Planned Parenthood loses case against Oklahoma’s right to choose
Oklahoma must have been on the nice list this year, because Santa, this time played by U.S. District Judge Stephen Friot, gave them what they asked for – the right to stop doing business with Planned Parenthood, whose efforts received only a lump of coal.
The state had contracted with Planned Parenthood to administer federal WIC services to poor mothers and young children but chose not to renew the contract, citing the group’s poor performance. Planned Parenthood sued, claiming that Oklahoma was discriminating against them for their abortion stance. Judge Friot disagreed:
U.S. District Judge Stephen Friot of the Western District of Oklahoma ruled that Planned Parenthood failed to prove its contract with the state’s department of health was terminated for political reasons related to the group’s support of abortion rights.
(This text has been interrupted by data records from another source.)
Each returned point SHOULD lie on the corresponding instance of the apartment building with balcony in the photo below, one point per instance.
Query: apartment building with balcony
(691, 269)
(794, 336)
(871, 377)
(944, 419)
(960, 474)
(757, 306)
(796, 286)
The state contract ends on January 1.
The judge said Planned Parenthood’s performance shortfalls – mostly drops in caseload – did not themselves seem to be problems that could lead to a cut in ties.
“But a routine, solvable problem can become a justifiable basis for strong action when it is compounded by persistent unresponsiveness in addressing the challenge,” Friot wrote in his decision.
Driving Planned Parenthood out of our communities, wallets, and governments is always a reason to celebrate, and the fact that the abortion giant felt so entitled to the state’s business that it sued to keep it is all the more reason to knock the operators at PP down a peg.
The real absurdity is that this ever made it to court in the first place. No organization has a fundamental right to a state contract; it’s a matter of the state’s discretion, and the people’s final approval of that discretion, where the people’s money goes and how the state’s business is conducted. It’s a question of policy, not litigation.
If the people at Planned Parenthood don’t like getting shafted, let them persuade the voters of Oklahoma that they should get the contract back. Courts are for broken laws and violated rights; an organization should need more than a bruised ego and bottom line to waste the courts’ time.
Moreover, opposition to Planned Parenthood’s abortion stance would have been every bit as valid a reason to cut the cord as opposition to its performance issues. You don’t need a reason to not give someone something you don’t owe him in the first place, and just as individuals don’t need special permission to exercise their basic rights, states shouldn’t have to be dragged before a judge to justify the exercise of their simplest and least controversial powers.
Of course, Planned Parenthood has no more respect for the state’s rights than it does for those of the individual or private entity. Their presumption is really no more complicated than “if our interests are in play, we win.” If pro-aborts hope to get off the naughty list next Christmas, they should think about treating their fellow citizens a little more fairly.